Ladeeez and Gentleman
I give to you, the Czech Christmas... In fifteen minutes or less. Thanks to bookwormom for reminding me about this one.
Yes, Virginia, here in the wilds of Bohemia (and Moravia come to think of it) there is no Santa Claus. Instead, the traditional Czech bringer of gifts is Ježíšek, which roughly translates as "Baby Jesus". He arrives on Christmas Eve and drops off presents on a table in one room, while the children all wait patiently in the other. As he leaves, he rings a little bell which is the signal for Czech kiddies to burst the eardrums of any on-lookers with shrieks of delight, stampede into the room and proceed to clout one another around the head with their new gifts.

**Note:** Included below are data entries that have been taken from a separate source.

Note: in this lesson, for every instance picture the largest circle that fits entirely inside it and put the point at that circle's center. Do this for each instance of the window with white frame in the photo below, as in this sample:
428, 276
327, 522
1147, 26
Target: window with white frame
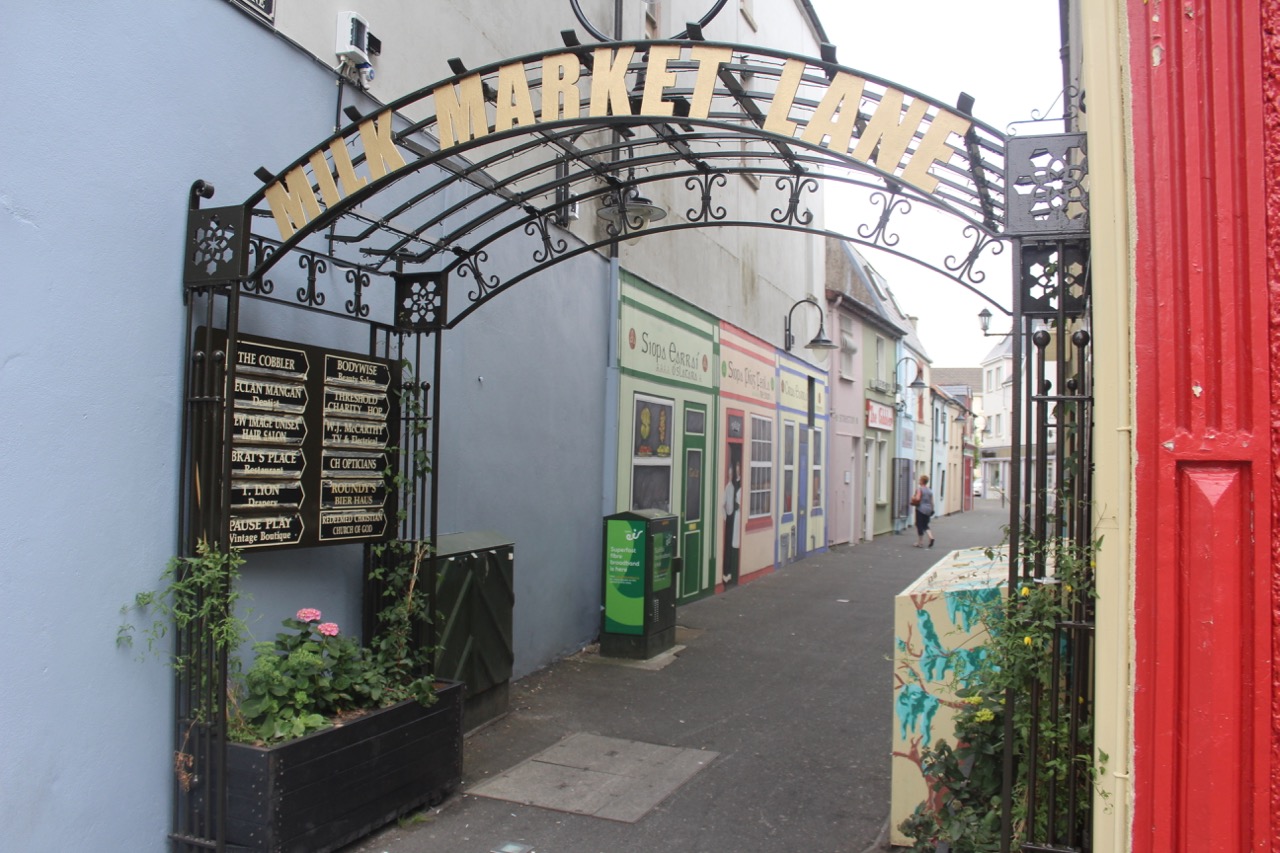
881, 471
762, 466
789, 466
650, 452
848, 349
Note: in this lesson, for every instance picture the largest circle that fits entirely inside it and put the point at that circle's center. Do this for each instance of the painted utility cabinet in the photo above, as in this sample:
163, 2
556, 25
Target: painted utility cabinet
937, 639
639, 615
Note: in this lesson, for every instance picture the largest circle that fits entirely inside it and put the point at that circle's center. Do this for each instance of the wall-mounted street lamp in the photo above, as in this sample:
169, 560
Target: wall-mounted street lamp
918, 383
984, 322
819, 341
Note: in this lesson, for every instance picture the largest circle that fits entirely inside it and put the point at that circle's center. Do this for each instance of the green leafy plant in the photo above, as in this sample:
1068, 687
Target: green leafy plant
197, 592
302, 679
965, 778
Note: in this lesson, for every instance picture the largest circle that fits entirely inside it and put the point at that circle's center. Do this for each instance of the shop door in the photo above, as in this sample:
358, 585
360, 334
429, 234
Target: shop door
804, 475
693, 530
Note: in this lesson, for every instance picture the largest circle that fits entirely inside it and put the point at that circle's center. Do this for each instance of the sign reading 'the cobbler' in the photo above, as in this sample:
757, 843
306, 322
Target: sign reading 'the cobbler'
309, 445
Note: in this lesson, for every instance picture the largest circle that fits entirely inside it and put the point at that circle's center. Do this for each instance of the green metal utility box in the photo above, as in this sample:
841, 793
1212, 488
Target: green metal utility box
639, 615
475, 596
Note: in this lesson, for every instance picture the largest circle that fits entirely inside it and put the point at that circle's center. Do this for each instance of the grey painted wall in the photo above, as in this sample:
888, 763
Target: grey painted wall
120, 108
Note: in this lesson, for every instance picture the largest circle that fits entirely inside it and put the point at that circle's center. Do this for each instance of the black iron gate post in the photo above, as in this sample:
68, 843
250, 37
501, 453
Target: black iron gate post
1050, 766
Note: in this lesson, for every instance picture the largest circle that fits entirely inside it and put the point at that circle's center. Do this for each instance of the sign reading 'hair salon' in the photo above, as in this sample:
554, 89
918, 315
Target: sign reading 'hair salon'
309, 446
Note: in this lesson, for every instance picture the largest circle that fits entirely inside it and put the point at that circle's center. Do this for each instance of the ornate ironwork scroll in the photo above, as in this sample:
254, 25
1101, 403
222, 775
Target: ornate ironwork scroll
795, 185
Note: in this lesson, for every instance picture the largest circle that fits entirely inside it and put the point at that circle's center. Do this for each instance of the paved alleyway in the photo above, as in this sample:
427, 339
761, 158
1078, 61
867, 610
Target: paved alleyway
786, 679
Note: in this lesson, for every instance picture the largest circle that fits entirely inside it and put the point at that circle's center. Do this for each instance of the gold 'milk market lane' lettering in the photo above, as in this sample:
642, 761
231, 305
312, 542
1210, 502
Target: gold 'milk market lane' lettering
292, 200
462, 115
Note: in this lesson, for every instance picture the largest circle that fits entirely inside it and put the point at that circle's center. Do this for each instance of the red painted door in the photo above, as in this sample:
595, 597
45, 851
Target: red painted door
1203, 607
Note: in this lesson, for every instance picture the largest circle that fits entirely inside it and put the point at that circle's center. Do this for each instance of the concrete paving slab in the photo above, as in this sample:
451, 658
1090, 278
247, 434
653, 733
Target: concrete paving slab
608, 778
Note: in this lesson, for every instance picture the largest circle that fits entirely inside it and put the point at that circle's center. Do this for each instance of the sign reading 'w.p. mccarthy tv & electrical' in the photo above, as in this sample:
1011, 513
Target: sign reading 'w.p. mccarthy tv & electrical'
309, 446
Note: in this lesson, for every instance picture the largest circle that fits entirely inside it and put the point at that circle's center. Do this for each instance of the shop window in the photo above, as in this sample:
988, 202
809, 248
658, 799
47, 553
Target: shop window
818, 471
762, 466
650, 454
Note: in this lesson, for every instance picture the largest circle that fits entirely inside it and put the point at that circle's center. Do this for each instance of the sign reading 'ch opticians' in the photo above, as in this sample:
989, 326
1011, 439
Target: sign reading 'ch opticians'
309, 445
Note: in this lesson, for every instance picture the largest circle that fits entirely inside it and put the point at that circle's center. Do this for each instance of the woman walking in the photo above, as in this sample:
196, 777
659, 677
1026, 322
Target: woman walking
923, 503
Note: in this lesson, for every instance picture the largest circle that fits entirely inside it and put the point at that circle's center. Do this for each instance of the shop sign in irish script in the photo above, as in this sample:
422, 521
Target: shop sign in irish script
310, 437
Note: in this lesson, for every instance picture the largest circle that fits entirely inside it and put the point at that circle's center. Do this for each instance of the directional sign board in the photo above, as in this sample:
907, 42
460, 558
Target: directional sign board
311, 430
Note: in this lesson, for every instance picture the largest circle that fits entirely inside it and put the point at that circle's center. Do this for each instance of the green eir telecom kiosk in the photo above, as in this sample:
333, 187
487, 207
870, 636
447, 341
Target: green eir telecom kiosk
639, 616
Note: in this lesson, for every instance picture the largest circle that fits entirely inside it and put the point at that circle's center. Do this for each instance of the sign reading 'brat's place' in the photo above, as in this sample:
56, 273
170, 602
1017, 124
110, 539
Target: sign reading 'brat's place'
309, 446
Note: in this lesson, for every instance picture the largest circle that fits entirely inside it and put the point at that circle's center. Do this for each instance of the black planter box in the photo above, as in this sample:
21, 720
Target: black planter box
328, 789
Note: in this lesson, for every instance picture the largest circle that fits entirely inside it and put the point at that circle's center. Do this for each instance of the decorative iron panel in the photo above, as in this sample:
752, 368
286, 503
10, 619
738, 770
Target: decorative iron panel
216, 240
1047, 181
421, 301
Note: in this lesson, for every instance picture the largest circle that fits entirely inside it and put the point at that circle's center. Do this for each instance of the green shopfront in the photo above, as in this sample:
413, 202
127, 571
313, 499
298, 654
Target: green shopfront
667, 354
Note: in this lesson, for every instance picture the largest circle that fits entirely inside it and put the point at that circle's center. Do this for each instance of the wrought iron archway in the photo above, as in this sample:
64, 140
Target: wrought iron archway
412, 217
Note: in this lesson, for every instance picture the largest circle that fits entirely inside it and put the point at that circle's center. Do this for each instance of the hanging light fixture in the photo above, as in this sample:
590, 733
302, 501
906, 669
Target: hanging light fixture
626, 211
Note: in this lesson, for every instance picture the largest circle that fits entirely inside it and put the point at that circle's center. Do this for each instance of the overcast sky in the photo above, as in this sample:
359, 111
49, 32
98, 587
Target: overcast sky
1005, 53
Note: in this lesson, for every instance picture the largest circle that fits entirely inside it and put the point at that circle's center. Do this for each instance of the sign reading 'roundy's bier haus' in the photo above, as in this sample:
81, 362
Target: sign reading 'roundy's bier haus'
309, 446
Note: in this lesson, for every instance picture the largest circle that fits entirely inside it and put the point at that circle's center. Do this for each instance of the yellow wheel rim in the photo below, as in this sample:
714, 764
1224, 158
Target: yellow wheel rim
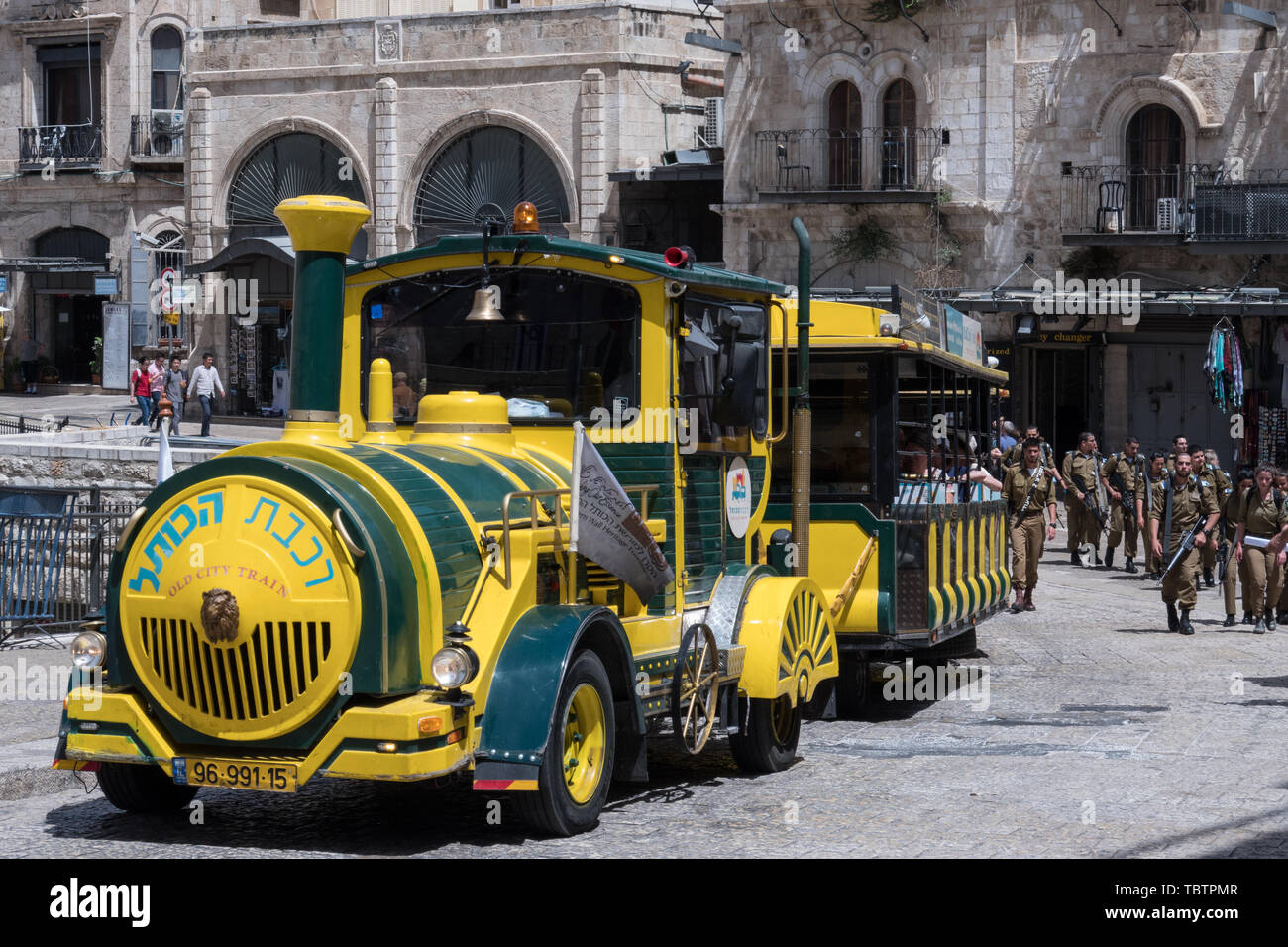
585, 741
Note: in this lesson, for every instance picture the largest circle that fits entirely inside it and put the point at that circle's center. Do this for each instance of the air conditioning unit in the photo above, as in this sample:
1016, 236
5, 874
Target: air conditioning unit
166, 120
1166, 219
713, 128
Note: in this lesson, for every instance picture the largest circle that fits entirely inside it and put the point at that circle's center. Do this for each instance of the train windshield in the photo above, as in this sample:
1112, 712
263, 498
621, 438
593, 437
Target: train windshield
566, 344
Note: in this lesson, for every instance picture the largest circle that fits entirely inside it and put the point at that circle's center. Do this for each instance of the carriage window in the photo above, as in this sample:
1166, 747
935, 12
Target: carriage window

During the communist period, Ježíšek managed to survive the Russian invasion of "Grandfather Frost", who tried to boot Christmas into the stratosphere and replace it with a more secular timetable for present-giving at New Year. There's an iron-(curtain)y buried in there under the discarded wrapping and (velvet) ribbons.
Although Ježíšek managed to stand firm in the face of Ded Moroz, now Santa Claus appears to be encroaching on Ježíšek's territory in a big way. As a result, a casual group of professionals in the advertising game have set up an anti-Santa campaign, which has attracted some attention.
Happily, I can report that other aspects of the traditional Czech Christmas are alive and well, such as the eating of carp and potato salad for Christmas dinner. Well, at least the carp are very much alive and swimming around in their big plastic blue buckets behind the street-corner stalls, although I personally think that these carp don't have much going for them in the liveliness stakes. At least, not compared to say, sharks. These days, instead of being carried home live and dumped in the bathtub to keep them going until Christmas Eve (sharks would definitely add interest to this tradition), they are instead bashed on the head and filleted at point of sale.
Close enquiry of a bunch of Czech people has confirmed that the traditional Czech potato salad is not made from feral potatoes that have run wild in the Krkonoše mountains all year.
Gotta go - Merry Christmas and Happy New Year, or as Mrs. Jana would make me say (several times while bashing a ruler on the desk), Hezké vánoce a šťastný nový rok 2007. Please don't tell her I just read the year as individual numerals.